Argentyński pisarz Julio Cortázar jest bohaterem siódmego numeru „eleWatora”. To autor, który w czasach wydania „Gry w klasy” zahipnotyzował całe rzesze młodych ludzi w Polsce. Oczarował wtedy również Wojciecha Czaplewskiego, który w „Czy go jeszcze pamiętam, czyli gra w Cortázara” pisze: „Były środowiska (wcale nie akademickie, sam byłem wtedy licealistą), dla których kult Cortázara był psim obowiązkiem”. Jednak parę akapitów dalej dodaje: „Dziś opowieści argentyńskiego rewolucjonisty trącą myszką”.
To, co charakterystyczne dla twórczości autora „Gry w klasy”, to splatanie się świata fantastycznego z rzeczywistym. Sposobom osiągania innego wymiaru przez Julio Cortázara przygląda się Adam Elbanowski w „Drogi dojścia do ‘innej rzeczywistości’. Opowiadania fantastyczne Julio Cortázara”. Sen, obsesje, idea gry to właśnie te ścieżki, które prowadzą do alternatywnego świata.

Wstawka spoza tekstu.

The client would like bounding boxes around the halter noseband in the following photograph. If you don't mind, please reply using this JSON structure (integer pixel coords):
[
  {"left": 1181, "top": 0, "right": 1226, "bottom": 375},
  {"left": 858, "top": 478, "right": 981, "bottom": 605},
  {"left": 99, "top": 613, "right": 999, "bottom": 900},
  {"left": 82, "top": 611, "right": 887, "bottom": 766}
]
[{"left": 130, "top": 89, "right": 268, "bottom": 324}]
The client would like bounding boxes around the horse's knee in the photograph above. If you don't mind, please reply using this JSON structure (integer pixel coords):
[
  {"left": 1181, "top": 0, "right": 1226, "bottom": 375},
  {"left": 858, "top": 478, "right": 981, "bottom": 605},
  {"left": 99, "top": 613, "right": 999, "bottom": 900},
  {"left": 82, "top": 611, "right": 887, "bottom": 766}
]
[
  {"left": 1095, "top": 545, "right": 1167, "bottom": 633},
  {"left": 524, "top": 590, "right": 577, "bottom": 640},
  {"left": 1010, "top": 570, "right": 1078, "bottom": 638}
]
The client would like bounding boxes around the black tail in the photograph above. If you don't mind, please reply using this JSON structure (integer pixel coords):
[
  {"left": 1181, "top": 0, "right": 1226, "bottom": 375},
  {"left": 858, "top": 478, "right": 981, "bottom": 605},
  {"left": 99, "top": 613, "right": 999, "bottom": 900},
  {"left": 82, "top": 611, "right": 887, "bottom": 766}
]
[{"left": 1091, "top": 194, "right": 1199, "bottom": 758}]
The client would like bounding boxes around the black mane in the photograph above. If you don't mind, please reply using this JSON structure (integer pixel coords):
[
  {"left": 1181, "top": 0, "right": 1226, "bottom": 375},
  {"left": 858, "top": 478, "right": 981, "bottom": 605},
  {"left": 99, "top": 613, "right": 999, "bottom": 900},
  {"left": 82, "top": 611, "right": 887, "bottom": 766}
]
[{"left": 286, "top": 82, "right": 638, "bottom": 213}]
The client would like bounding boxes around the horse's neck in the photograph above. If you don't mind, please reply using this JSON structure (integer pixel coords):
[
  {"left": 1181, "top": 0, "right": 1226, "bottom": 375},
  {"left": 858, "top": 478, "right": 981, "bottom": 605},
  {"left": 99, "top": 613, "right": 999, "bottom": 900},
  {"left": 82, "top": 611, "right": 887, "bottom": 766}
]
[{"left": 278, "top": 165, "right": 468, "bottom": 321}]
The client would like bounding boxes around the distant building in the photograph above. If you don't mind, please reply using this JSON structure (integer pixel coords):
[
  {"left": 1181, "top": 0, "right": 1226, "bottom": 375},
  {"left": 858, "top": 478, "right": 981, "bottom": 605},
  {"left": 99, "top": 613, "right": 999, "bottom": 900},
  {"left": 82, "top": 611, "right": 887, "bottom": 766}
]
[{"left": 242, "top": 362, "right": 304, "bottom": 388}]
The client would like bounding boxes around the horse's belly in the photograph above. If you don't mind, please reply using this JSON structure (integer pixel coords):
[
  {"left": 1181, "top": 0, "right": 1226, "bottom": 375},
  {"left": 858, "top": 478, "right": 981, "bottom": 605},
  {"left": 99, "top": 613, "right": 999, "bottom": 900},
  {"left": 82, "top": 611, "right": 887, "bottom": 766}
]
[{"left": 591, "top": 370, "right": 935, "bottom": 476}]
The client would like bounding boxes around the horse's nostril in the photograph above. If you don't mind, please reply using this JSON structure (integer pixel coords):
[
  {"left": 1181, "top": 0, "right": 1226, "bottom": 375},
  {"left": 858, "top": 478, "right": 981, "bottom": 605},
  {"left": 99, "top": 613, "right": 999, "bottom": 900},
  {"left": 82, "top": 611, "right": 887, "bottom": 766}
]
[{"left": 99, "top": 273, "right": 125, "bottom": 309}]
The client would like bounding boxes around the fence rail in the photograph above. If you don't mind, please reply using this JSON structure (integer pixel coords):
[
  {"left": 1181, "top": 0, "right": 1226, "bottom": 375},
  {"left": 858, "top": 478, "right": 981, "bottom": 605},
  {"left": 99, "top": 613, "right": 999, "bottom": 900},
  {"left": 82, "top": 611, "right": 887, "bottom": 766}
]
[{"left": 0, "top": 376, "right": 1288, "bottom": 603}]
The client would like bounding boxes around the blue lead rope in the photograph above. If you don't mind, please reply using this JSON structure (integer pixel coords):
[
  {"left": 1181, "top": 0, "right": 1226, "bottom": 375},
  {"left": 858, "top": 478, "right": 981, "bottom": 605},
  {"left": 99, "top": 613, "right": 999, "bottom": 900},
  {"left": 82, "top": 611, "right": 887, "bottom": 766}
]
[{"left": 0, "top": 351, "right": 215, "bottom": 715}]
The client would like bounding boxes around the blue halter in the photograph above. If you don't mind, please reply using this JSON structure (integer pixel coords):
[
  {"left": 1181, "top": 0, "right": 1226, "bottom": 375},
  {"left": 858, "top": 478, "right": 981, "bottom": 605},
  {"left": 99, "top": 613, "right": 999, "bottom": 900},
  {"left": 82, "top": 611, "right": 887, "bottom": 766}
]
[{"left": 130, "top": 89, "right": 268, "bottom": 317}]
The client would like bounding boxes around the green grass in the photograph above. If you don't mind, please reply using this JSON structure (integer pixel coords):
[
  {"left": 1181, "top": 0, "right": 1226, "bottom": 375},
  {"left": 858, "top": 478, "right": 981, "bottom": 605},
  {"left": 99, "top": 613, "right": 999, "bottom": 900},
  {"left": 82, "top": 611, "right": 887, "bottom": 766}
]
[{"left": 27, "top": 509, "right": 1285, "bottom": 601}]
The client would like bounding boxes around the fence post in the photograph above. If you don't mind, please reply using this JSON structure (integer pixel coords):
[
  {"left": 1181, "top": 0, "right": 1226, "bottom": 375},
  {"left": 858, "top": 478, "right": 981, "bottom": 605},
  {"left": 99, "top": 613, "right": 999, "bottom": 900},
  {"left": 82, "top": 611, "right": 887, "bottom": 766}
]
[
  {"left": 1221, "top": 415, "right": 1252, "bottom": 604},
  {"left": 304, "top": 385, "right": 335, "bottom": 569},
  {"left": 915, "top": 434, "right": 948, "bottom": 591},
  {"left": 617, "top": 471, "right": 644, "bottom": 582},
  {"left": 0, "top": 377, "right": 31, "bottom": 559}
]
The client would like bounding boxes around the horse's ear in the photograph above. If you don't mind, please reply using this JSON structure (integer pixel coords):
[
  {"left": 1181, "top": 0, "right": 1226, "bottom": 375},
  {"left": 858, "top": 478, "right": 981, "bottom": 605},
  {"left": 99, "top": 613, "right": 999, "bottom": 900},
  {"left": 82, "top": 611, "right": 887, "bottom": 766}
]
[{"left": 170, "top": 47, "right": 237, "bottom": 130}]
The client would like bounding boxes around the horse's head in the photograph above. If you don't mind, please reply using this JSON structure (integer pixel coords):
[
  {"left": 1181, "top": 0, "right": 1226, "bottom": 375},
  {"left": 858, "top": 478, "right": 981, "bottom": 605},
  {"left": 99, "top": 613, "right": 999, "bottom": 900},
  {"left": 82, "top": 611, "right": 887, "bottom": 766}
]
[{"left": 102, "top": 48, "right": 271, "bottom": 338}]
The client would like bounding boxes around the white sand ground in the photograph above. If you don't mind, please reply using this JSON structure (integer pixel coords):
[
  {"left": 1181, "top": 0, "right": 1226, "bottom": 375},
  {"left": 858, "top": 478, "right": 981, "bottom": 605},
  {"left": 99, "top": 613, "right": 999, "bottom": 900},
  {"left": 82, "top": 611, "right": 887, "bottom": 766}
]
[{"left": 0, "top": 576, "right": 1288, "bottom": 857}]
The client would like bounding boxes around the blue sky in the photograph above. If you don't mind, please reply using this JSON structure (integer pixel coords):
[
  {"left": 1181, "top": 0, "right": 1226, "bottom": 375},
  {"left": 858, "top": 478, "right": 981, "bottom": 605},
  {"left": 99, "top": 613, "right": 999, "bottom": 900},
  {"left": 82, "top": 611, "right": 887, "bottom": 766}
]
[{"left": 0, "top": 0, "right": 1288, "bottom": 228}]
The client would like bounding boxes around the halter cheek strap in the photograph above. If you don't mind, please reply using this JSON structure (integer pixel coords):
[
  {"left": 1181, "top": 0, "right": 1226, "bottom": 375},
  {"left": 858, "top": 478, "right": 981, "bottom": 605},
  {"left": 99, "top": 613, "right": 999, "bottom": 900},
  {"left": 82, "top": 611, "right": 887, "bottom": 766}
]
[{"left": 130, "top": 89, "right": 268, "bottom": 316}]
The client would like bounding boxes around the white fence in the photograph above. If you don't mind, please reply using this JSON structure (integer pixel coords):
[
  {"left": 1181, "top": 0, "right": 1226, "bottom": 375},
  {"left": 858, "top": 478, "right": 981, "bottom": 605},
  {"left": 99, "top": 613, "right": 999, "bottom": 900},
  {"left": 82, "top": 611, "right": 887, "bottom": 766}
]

Obok tekstów traktujących o pisarzu, jego twórczości i wpływie na literaturę w siódmym numerze „eleWatora” do głosu dochodzi również sam twórca – na kartach kwartalnika opublikowano kilka jego wierszy oraz sztukę „Żadnych przesyłek do Pehuajó”. Dodatkowo słowo drukowane uzupełniają zdjęcia z archiwum Marty Jordan (tłumaczki Cortázara) z samym Cortázarem w kadrze oczywiście.